Health & Wellness | Fitness

Mayor Elorza’s Running Mates

We sent a writer to Roger Williams Park in Providence to go on the run with Mayor Jorge Elorza.


It’s rare to see a political figure so committed to engaging with his constituents that he runs with them on Sunday mornings. We sent a writer to Roger Williams Park in Providence to go on the run with Mayor Jorge Elorza.

Every week, Providence's Mayor Jorge Elorza meets up with a group of citizens in Roger Williams Park for a three-mile run. I, on the other hand, am constantly making excuses not to run. “You just gotta start,” Mayor Elorza told me when we sat down to discuss his running group, which he’s been a part of since well before he was voted into office. “I love to run. You just focus on your breathing and your pace. I’ll think about the issues going on in the city, or in life. It’s meditative.”

To be honest I love to run too, or at least I did when I was in it. For a while I was going out every other day, anywhere from three to seven miles, and that meditative element was huge. The physical benefits of running are all pretty obvious and important, but those moments of mental clarity are criminally under-emphasized on fitness magazine covers and your friend’s post-Color Run selfies.

So on a drizzly Sunday morning I joined the mayor’s running group. Was I feeling confident in myself? Hardly. But this wasn’t a five-mile race or a Tough Mudder. This was three miles in the park with a group of 20 judgment-free strangers who were looking for and giving out motivation.

“We have an 80 year old and a six month old who come and everything in between,” the mayor had told me. “Everyone goes at their own pace. They run, they jog, they walk, whatever works for them.”

At just about 9am, we all set out together and the group quickly separated into several smaller units. I measured my own pace against the others and quickly found a zone I was comfortable with, confident in knowing that there was always someone to catch up to or, if I needed to slow down, someone else to run along with. It’s the kind of motivating that doesn’t need verbal encouragement. The sound of breathing and feet on pavement was all the cheerleading I needed.

The drizzling stopped shortly before we had started, and the colors of the trees were at peak autumn levels of ruby and orange, something even a jaded lifelong New Englander couldn’t help but be taken by. But runners be warned: those idyllic park views hide sinister inclines. Being a little more in shape would have helped, but if you’re a new runner or just coming back to it like I was, pace yourself early on to be better prepared for a handful of hills.
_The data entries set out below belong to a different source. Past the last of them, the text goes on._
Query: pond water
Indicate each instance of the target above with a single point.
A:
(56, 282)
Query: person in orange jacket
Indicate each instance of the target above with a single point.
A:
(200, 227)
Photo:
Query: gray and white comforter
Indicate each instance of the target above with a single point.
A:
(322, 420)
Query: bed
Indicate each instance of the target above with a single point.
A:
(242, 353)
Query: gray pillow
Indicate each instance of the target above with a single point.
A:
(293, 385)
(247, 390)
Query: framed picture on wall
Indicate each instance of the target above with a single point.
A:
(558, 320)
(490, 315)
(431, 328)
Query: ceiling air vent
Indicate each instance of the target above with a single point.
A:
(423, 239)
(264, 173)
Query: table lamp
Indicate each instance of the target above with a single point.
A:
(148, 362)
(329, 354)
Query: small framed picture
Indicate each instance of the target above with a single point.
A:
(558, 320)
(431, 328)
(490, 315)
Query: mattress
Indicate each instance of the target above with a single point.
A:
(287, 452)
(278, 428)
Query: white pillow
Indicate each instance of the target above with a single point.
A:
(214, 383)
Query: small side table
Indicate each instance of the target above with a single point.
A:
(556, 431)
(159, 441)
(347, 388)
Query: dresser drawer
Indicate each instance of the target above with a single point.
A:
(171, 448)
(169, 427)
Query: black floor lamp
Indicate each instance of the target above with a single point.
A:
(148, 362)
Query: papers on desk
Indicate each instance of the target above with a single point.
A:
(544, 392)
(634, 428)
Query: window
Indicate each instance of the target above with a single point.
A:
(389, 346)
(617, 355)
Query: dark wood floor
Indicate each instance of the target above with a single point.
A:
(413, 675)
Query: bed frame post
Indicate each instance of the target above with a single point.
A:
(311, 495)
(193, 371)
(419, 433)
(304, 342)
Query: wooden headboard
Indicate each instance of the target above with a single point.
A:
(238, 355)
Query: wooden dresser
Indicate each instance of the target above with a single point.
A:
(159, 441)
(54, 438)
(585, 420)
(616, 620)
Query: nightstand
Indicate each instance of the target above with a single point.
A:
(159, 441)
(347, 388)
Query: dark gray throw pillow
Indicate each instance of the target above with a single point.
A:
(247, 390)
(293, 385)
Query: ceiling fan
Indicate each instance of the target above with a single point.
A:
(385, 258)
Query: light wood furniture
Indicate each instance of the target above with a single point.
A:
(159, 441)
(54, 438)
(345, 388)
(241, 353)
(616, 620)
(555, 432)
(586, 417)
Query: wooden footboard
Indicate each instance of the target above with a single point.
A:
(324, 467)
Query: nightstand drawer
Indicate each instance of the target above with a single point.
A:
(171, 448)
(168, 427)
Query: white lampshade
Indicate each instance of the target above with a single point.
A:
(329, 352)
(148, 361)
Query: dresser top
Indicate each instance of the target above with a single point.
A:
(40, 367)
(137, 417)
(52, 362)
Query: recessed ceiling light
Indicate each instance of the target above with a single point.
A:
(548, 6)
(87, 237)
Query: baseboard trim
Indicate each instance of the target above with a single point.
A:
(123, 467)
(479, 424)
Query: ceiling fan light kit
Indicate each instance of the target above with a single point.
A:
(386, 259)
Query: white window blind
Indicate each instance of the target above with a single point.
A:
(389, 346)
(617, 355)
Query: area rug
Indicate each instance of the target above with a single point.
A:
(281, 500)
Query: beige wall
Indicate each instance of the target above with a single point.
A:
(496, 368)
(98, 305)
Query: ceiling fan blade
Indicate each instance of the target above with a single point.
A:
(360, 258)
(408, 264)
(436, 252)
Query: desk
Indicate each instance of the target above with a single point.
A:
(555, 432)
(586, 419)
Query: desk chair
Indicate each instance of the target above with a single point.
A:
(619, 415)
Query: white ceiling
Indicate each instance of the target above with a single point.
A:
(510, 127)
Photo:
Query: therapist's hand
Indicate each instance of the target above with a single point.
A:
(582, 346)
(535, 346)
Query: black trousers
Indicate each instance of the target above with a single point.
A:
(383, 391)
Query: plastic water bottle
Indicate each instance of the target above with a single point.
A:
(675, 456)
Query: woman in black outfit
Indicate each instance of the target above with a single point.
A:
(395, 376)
Another way of looking at it is those hills make the finish line feel that much sweeter. Looping back to the museum – technically a third of a mile over an even three – felt more significant than I remembered three miles feeling. I was wiped, but so were the runners who finished before and after me. Everyone swapped times and words of encouragement. Some were discussing the 100-day running challenges they were doing together. A woman in her late 50s handed out bottles of water to everyone.

“That’s the neat thing about the group on Sundays” the mayor had told me. “You know your friends are going to be out there; they motivate you, you motivate them and there’s a community that forms around it.”

As we all parted ways, a couple of the other runners asked how I felt and if they’d see me the following week. “I think so,” I told them. A beautiful park, camaraderie and a warm, fuzzy sense of accomplishment? Who wouldn’t go back?